Words Matter: Patient vs. Person
As healthcare professionals we are rightfully proud of the work we do for the people we serve.
The medical traditionally refers to those we serve as “patients.” “Medical” is defined as “of, relating to, or concerned with physicians or the practice of medicine.” A “patient” is defined as “a person who is sick or injured.” These words suggest dependency and helplessness.
The mantra for many caregivers has been, “Don’t worry, you are in good hands and I will take good care of you.”
The people we serve will indeed be “patients” at times –but not all the time. We need to ensure that we meet ALL OF THE NEEDS of those we serve, not just their medical needs. We need to remember that a person is only a “patient” when they are at the doctor’s office or if they are in a hospital. Even if someone is living in a nursing home, they are not “patients” 24/7! We are not “patients” when we are living in our own homes.
Changing the culture of aging starts by having a more person-centered focus. One of the best ways to change our focus is by thinking deeply about the language we use. WORDS MATTER.
In order to focus on customer service, many hospitals have begun to call those they serve “clients” instead of patients. Similarly, many long-term care organizations have adopted the word “resident” for those they serve. What is implied by this language?
A “client” is defined as, “a person using the services of a professional person.” A “resident” is defined as “a person who lives somewhere permanently or on a long-term basis.” While the terms “client” and “resident” infer autonomy and more power to the person being served, neither are as inclusive as “PERSON.”
A “person” is defined as “a human being regarded as an individual.” Person-Centered Care transforms a “patient” and a “client” and a “resident” into a PERSON, and an “institutional environment” into a HOME.

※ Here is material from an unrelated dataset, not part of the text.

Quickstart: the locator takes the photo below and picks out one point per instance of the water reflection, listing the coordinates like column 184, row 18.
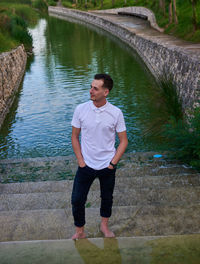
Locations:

Person-Centered Care in nursing homes involves enabling self-determination, choice, dignity and meaningful relationships for those who live and work there. Making the conscious effort to move away from always using the word “patient” helps us stay focused on achieving this goal.
This doesn’t change our job from meeting the needs of those we serve, but it does change what we focus on by making sure that the person has a voice in what we do and how we do it. It is our responsibility to partner with the people we serve to determine their preferences and goals so we can enhance their well-being and quality of life as they direct their daily lives.
Being intentional about the words we use can help everyone move toward person-centered care.